Because private investigators are not limited to one jurisdiction, they often have a network of other private investigators, law enforcement, and nonprofits to assist if necessary, ensuring all resources are being utilized.
Many private investigators have previous criminal investigation experience and worked for local, state and federal agencies throughout their career, expanding their knowledge base and skills.
If a family of a missing person is unable to get law enforcement to take a missing person report or believe they have not been properly categorized as a “high risk” missing person, private investigators can investigate and present information to the law enforcement agency to reevaluate their initial determination and effect a missing person report.
Following are investigative activities licensed private investigators may assist with:
Identify circumstances of the missing person’s disappearance
Determine where the person was last seen
Investigate potential crime scene and photograph documentation
Interview the reporting party
Interview potential witnesses and/or suspects
Develop list of all known associates
Communicate with law enforcement details of the case that can assist in making a missing person report or assist an existing police investigation
Ensure missing persons information has been properly documented and entered into NCIC and other databases
Systematically canvas area, question local community members, businesses, etc.
Identify personal belongings that should be saved and can be turned over to law enforcement authorities for DNA testing, if necessary
Work with media when necessary
Identify additional resources
When a loved one is missing, time is of the essence and it is critical to identify the circumstances of the person’s disappearance. When considering hiring a private investigator, it is important to remain cognizant there is only so much that can be done by law enforcement; whereas, a private investigator can devote full attention to a case ensuring the proper steps are taken to search for a loved one.
On February 13, 2017, best friends Abigail “Abby” Williams, 13, and Liberty “Libby” German, 14, planned to go hiking near the beautiful area of Monon High Bridge Trail, east of their small town of Delphi, Indiana.

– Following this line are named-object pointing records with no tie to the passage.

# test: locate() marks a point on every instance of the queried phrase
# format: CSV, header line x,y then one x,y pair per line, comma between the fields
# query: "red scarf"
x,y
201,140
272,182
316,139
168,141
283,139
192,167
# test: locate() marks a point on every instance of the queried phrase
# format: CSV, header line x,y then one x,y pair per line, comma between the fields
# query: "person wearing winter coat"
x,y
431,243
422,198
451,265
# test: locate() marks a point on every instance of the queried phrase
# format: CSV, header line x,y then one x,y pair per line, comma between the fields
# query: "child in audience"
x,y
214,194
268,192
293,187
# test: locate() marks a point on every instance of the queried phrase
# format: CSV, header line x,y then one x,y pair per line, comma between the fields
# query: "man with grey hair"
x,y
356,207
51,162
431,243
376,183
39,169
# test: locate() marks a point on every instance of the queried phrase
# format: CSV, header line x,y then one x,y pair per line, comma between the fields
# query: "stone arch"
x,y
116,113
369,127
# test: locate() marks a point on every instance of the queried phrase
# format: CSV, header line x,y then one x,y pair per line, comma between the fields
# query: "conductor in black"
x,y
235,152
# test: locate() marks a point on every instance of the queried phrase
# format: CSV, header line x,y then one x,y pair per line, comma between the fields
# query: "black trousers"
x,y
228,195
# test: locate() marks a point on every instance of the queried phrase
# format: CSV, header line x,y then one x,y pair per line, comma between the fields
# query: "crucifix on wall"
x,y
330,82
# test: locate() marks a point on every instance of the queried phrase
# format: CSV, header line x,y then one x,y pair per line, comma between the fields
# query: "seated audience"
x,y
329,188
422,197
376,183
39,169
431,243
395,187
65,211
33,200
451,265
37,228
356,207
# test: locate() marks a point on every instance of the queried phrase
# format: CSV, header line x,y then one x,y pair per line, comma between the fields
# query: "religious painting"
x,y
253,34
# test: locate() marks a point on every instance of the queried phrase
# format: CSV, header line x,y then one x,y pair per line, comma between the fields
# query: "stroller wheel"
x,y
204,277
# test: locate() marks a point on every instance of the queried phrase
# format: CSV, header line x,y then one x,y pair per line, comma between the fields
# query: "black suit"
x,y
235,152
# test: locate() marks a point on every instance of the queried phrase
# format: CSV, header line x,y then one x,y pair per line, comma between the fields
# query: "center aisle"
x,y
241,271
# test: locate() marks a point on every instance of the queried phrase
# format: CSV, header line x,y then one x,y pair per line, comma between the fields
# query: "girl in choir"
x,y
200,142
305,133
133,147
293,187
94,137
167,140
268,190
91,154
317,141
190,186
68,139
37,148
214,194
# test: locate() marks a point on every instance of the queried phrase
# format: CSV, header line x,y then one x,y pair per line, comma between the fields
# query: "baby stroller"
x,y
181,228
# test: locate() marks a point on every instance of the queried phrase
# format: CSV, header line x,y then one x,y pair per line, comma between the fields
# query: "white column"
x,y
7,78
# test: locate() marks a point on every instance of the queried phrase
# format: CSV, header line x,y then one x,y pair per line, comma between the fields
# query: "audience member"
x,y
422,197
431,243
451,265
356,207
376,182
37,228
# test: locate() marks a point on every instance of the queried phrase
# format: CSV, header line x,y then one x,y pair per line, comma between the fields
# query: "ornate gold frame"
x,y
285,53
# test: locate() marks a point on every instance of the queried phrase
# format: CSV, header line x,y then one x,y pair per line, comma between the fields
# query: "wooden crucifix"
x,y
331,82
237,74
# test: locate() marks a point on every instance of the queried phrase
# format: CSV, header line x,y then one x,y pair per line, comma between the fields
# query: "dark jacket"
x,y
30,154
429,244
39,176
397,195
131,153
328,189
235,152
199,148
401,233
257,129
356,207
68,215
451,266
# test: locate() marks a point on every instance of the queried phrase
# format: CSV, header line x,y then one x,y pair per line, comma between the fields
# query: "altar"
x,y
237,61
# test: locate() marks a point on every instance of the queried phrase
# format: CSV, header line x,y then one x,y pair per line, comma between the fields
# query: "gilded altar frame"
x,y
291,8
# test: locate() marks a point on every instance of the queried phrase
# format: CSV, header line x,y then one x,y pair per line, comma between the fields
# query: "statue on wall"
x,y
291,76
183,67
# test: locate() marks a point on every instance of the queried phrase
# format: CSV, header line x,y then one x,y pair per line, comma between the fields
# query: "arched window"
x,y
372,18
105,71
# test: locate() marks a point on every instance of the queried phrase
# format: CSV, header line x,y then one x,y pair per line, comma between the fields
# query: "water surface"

Libby German and Abby Williams, Best Friends
At approximately 1:45 p.m. that afternoon, a family member dropped them off at the abandoned bridge where they planned to hike. It was agreed they would meet their family back in the same location later in the afternoon. They both had the day off school, it was an unseasonably warm winter day, and Abby Abby and Libby shared a special friendship. They both loved hiking, taking photographs of flowers and trees, and adventuring the scenic trails about a mile east of their home.
Libby posted, this now haunting photo, while atop Indiana’s second highest bridge on her Snapchat at 2: 07 p.m. This was the last post anyone would see the two girls alive.
Photograph Libby posted on Snapchat of Abby walking on the Monon High Bridge, Dephi, IN.
When the girls did not show up at the agreed upon the location as planned, the family reported the girls missing to Delphi Police Department and the local sheriff. Immediately police and firefighters were dispatched to canvas the area.
Over 100 searchers responded to the area. Arial searches began utilizing the remaining daylight hours. Later the same evening, authorities began trying to “ping” the girl’s phones, with no success. The sheriff stated he felt the girl’s phones were either turned off or the batteries had gone dead.
Police searching for Abby and Libby in the area surrounding Monon High Bridge and Deer Creek trails.
At approximately midnight, the search was called off, though volunteers continued searching throughout the night. The search resumed the following morning along Deer Creek and farther out from the trail. Searchers prayed the girls had simply been lost but soon those hopes were dashed. Approximately one mile from where the two young girls vanished, searchers found two bodies on a piece of private property along Deer Creek, north of the bridge.
February 14, 2017, at approximately 1:50 p.m., Sheriff Leazenby, Delphi Police Chief Steve Mullins and Indiana State Police (ISP) representative Kim Riley held a joint press conference to announce two bodies were found during the search for Abby and Libby, stating the bodies had yet to be identified.
February 15, 2017, 2:33 p.m., authorities held another press conference and announced the bodies had been identified as Liberty German and Abigail Williams.
A community was heartbroken. Children were terrified, and parents held their children closer.
Haunting Images and Audio Found on Libby’s Phone
At the February 15th news conference, ISP proceeded to release a photo of an unidentified man walking along the Delphi Historic Trail found on the girl’s phone. Authorities announced they wanted to speak to anyone who had parked in the nearby lot or anywhere around the trail the day the girls had visited the park.
FBI names individual in photograph suspect in murder of Delphi girls.
Five months into the investigation, ISP released a composite sketch of the man on the bridge hoping someone may recognize him and make a call.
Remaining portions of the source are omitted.